What Is Co-Packaged Optics (CPO)?
Co-packaged optics is a switch architecture that moves the electrical-to-optical conversion next to the switch silicon. In a conventional system, the optics sit in pluggable optical modules on the switch faceplate, and electrical signals travel several centimeters across the board - through traces, connectors, and often retimer chips - before reaching them. CPO collapses that distance: silicon photonics optical engines are mounted on the same package or substrate as the switch ASIC, shrinking the electrical path from centimeters to millimeters.
A loose analogy is bolting a pump directly onto the tank instead of running long, leaky piping between the two. The engineering case is more precise than the analogy. At 100G and 200G per electrical lane, pushing signals across a long board channel requires power-hungry SerDes and DSP retimers, and the loss budget gets worse with every speed step. A peer-reviewed survey in Frontiers of Optoelectronics (Tan et al., 2023) describes CPO as a way to shorten the SerDes link dramatically, raising interconnect bandwidth density and energy efficiency at a point where conventional pluggable optics can no longer keep pace with data center traffic growth.
Most CPO designs share the same building blocks: a switch ASIC, several silicon photonics optical engines arranged around it, external laser sources (usually pluggable, so a failed laser can be swapped without touching the package), and high-density fiber arrays carrying light from the package edge to the front panel.

Why AI Data Centers Are Pushing for CPO
Two pressures meet inside AI clusters. The first is bandwidth: a modern training fabric connects thousands of GPUs, each needing 800G - and soon 1.6T - of connectivity, so the number of optical links grows far faster than the number of servers. The second is power. The International Energy Agency projects in its Energy and AI report that global data centre electricity consumption will more than double to around 945 TWh by 2030, with AI the single biggest driver of that growth.
Networking is only one slice of that load, but it is a fast-growing slice. At 51.2 Tbps per switch, the pluggable modules, their DSPs, and the long electrical channels feeding them account for a meaningful share of switch system power, and that share rises again at 102.4 Tbps and 1.6T port speeds. This is the specific problem CPO targets - one part of a broader pattern we have written about in why AI workloads depend so heavily on optical fiber networks.
CPO vs. Traditional Pluggable Optics
The two approaches are easiest to weigh side by side.

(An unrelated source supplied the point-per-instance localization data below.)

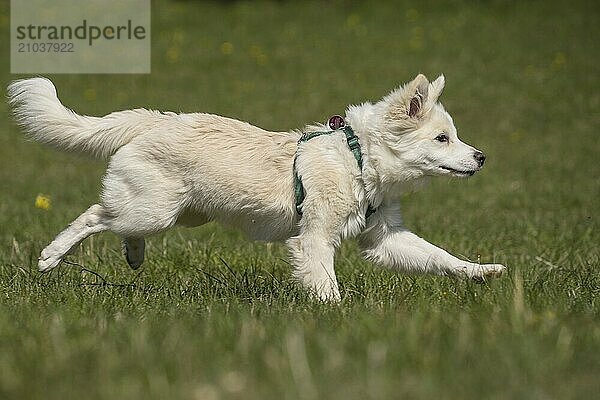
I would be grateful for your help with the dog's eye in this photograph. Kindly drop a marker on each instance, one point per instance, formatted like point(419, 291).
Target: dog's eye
point(442, 137)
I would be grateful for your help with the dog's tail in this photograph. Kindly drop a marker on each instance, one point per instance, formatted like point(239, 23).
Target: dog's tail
point(42, 116)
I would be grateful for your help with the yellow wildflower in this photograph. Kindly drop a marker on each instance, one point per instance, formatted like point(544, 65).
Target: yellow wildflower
point(42, 201)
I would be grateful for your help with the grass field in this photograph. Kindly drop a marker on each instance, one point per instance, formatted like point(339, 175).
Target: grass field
point(214, 316)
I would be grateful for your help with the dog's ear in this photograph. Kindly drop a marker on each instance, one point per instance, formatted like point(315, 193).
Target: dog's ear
point(435, 90)
point(407, 104)
point(417, 90)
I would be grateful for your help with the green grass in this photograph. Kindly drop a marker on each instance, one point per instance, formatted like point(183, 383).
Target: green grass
point(213, 316)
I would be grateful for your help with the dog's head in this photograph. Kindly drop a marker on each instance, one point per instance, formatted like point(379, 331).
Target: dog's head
point(420, 134)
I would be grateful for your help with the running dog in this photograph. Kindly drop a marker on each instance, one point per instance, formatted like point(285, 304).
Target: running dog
point(169, 169)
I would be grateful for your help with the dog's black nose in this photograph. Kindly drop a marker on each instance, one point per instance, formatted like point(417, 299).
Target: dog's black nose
point(480, 157)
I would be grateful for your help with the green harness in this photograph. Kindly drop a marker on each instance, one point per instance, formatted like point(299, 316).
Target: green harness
point(353, 144)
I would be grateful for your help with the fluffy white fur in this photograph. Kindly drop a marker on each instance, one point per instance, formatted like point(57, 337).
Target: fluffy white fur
point(167, 169)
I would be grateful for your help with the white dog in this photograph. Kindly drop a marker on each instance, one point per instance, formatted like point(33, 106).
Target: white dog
point(188, 169)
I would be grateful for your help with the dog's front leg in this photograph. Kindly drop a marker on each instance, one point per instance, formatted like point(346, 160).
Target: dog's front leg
point(387, 242)
point(312, 255)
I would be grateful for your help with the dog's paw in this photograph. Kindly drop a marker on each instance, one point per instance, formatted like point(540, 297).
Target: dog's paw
point(133, 249)
point(47, 261)
point(480, 272)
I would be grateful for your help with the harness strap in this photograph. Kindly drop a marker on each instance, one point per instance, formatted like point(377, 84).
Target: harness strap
point(353, 145)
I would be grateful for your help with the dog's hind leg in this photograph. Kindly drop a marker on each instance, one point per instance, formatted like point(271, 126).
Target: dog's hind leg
point(133, 249)
point(92, 221)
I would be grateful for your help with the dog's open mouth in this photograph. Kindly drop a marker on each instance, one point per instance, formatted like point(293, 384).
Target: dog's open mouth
point(458, 172)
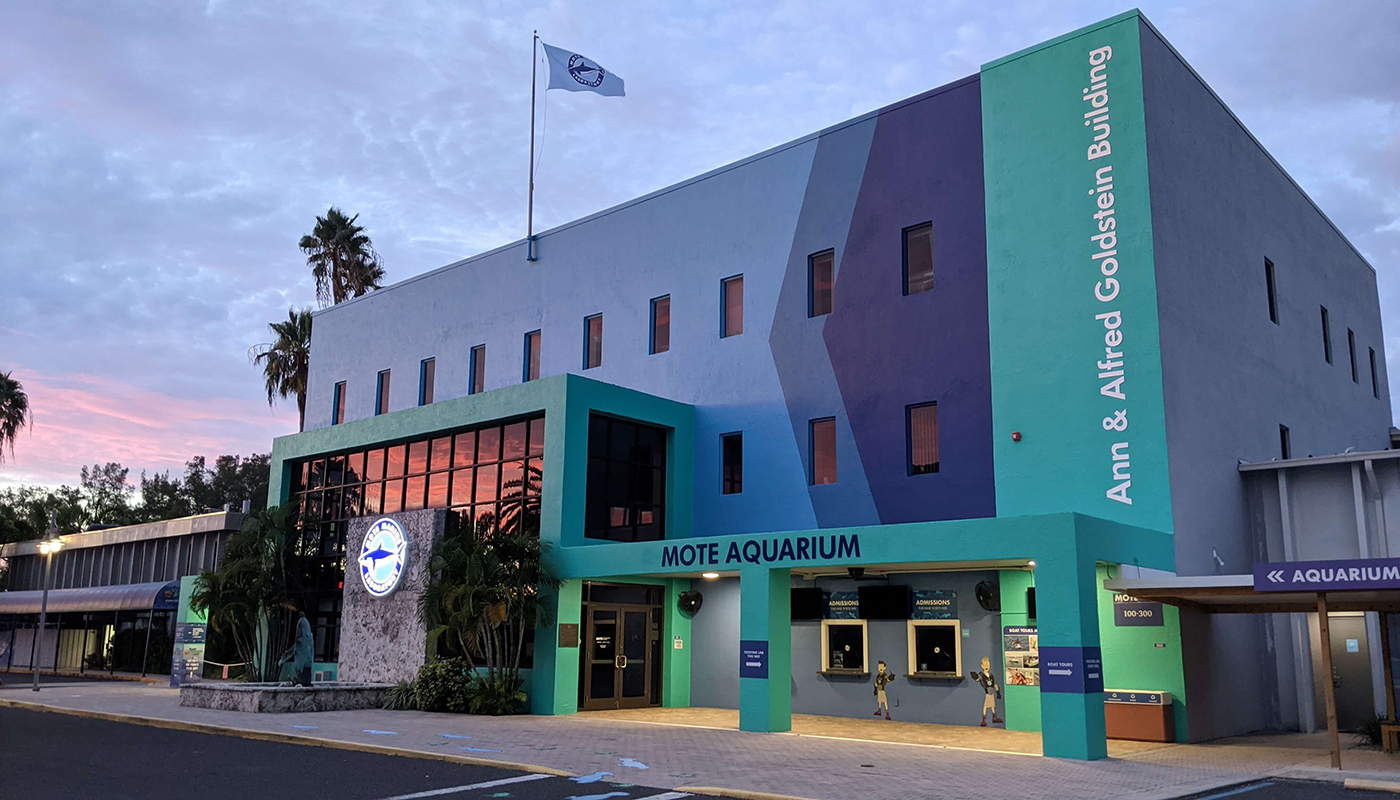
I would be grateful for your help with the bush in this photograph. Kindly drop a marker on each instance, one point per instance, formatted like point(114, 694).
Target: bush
point(444, 685)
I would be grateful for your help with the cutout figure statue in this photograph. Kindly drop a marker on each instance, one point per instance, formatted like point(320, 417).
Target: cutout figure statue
point(991, 688)
point(882, 678)
point(300, 653)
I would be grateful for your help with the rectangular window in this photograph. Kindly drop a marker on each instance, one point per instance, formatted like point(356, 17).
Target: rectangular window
point(478, 370)
point(821, 278)
point(823, 451)
point(1375, 380)
point(426, 373)
point(921, 422)
point(532, 356)
point(592, 341)
point(919, 258)
point(1273, 292)
point(338, 409)
point(1351, 346)
point(1326, 335)
point(661, 325)
point(381, 394)
point(731, 306)
point(731, 456)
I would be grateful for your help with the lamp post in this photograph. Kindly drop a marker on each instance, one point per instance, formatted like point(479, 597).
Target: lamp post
point(48, 548)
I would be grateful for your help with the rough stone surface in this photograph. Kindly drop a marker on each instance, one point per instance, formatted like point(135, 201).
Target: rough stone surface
point(275, 698)
point(381, 638)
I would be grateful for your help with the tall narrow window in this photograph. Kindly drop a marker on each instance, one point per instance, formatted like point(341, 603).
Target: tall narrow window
point(661, 325)
point(921, 422)
point(592, 341)
point(821, 276)
point(919, 258)
point(731, 306)
point(338, 409)
point(381, 394)
point(1273, 292)
point(731, 457)
point(1351, 346)
point(1375, 380)
point(1326, 335)
point(426, 373)
point(532, 356)
point(478, 370)
point(823, 451)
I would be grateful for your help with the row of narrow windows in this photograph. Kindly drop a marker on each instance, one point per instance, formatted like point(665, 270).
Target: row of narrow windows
point(917, 259)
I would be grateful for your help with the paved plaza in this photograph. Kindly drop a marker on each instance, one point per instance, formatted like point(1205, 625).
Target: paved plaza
point(681, 748)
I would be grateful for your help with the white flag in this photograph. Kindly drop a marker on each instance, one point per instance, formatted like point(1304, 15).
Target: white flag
point(571, 72)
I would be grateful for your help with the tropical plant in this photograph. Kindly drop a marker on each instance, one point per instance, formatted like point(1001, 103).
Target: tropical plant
point(483, 593)
point(342, 258)
point(14, 412)
point(245, 598)
point(284, 360)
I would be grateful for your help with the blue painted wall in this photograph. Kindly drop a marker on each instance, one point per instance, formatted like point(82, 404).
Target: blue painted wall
point(762, 217)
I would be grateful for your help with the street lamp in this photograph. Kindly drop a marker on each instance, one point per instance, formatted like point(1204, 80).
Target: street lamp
point(48, 548)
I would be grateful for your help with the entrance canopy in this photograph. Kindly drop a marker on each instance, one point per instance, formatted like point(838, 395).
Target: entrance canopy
point(123, 597)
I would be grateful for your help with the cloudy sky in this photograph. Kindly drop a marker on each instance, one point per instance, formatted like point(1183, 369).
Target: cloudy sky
point(158, 161)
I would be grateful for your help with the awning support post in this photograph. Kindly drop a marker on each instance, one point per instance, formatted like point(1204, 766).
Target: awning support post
point(1329, 690)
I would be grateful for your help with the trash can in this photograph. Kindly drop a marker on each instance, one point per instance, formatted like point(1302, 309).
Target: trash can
point(1138, 715)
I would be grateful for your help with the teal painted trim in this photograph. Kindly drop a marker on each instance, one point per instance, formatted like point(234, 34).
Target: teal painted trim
point(1129, 14)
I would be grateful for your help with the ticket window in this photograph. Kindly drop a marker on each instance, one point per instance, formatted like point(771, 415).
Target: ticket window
point(844, 643)
point(934, 649)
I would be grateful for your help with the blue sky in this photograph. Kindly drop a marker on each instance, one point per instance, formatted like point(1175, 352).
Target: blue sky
point(161, 160)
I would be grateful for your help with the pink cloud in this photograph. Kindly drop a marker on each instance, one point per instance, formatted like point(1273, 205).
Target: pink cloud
point(81, 419)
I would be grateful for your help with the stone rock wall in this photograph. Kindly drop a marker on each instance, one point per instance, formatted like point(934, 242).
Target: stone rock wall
point(381, 638)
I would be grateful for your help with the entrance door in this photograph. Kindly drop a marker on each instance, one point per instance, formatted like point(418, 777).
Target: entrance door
point(618, 674)
point(1350, 674)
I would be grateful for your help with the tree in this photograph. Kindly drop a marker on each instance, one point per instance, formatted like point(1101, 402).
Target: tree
point(342, 258)
point(284, 360)
point(14, 412)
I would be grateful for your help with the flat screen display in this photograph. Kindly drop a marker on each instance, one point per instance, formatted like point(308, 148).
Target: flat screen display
point(808, 603)
point(884, 601)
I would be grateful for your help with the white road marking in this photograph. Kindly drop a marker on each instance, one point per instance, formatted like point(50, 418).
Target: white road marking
point(468, 788)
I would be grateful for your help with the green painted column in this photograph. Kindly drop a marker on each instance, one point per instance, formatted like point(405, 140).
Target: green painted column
point(1071, 702)
point(675, 649)
point(555, 677)
point(765, 649)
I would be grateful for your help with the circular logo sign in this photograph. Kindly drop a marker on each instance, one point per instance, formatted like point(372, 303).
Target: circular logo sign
point(584, 70)
point(382, 556)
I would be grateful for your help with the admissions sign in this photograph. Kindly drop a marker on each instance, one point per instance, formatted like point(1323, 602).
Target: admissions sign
point(1327, 575)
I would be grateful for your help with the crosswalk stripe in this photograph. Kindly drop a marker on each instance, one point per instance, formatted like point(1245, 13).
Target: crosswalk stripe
point(471, 786)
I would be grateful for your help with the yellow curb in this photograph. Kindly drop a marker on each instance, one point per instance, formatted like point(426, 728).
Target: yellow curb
point(286, 737)
point(1372, 785)
point(738, 793)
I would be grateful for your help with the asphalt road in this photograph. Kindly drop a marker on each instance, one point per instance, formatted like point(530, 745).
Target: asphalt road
point(52, 755)
point(1290, 790)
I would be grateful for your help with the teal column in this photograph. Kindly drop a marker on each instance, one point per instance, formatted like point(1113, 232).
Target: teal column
point(555, 677)
point(1071, 702)
point(765, 649)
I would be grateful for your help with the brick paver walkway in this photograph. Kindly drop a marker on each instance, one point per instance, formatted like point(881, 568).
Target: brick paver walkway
point(790, 764)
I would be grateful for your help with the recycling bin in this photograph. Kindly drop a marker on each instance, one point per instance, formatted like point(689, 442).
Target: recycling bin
point(1138, 715)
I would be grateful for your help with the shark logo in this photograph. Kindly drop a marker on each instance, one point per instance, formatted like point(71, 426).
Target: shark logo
point(382, 556)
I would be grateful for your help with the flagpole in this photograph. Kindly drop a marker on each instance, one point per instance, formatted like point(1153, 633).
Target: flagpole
point(529, 209)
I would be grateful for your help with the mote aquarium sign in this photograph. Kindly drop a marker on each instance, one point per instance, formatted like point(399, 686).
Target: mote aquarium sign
point(774, 549)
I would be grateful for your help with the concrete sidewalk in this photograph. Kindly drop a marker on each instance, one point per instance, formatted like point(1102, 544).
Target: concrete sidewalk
point(818, 767)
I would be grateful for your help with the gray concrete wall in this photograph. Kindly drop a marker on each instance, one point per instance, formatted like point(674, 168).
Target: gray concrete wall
point(1231, 376)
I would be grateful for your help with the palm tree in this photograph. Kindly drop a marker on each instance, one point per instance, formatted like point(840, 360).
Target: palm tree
point(342, 258)
point(286, 357)
point(14, 412)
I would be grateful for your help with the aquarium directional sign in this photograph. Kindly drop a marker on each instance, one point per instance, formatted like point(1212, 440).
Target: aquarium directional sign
point(1327, 575)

| Aspect | Pluggable optics | Co-packaged optics |
|---|---|---|
| Electrical signal path | Centimeters of board trace, often with retimers or DSPs | Millimeters inside the package |
| Optical interconnect power | Higher at 800G and 1.6T speeds | Vendor-reported reductions of up to about 70% at the optical interconnect level |
| Bandwidth density | Limited by faceplate cage count | Higher; more capacity per rack unit |
| Serviceability | A failed module is hot-swapped in minutes | Optical engines are not field-replaceable; designs lean on pluggable lasers, redundancy, and spares |
| Ecosystem maturity | Mature, multi-vendor, interchangeable | Early; few suppliers, interoperability still developing |
| Best fit today | General data center networks and mixed reaches | Highest-density AI and HPC fabrics, usually liquid-cooled |
There are also middle paths. Linear pluggable optics (LPO) removes the DSP from the module while keeping the pluggable form factor, and near-packaged optics (NPO) moves the optical engines close to - but not onto - the switch package. Many operators expect today's 800G optical modules, LPO, and CPO to coexist for years, each used at the network tier where its trade-offs make sense.

The Reported 1.6T Deployment: Confirmed, Claimed, and Unverified
The most useful thing we can do with the circulating story is sort it by evidence.
Confirmed milestones
- In March 2024, Broadcom delivered Bailly, described as the industry's first 51.2 Tbps CPO Ethernet switch, pairing a Tomahawk 5 ASIC with eight 6.4-Tbps silicon photonics optical engines.
- Through 2025, system makers in Broadcom's ecosystem moved Bailly-based switches into volume production, and Broadcom announced third-generation CPO with 200G-per-lane capability - the generation that enables native 1.6T ports.
- NVIDIA announced its silicon photonics switch lines in March 2025, bringing CPO to both InfiniBand and Ethernet platforms.
- The first volume production orders for 1.6T pluggable transceivers were announced in early 2026, confirming that the 1.6T era has started on the pluggable side as well.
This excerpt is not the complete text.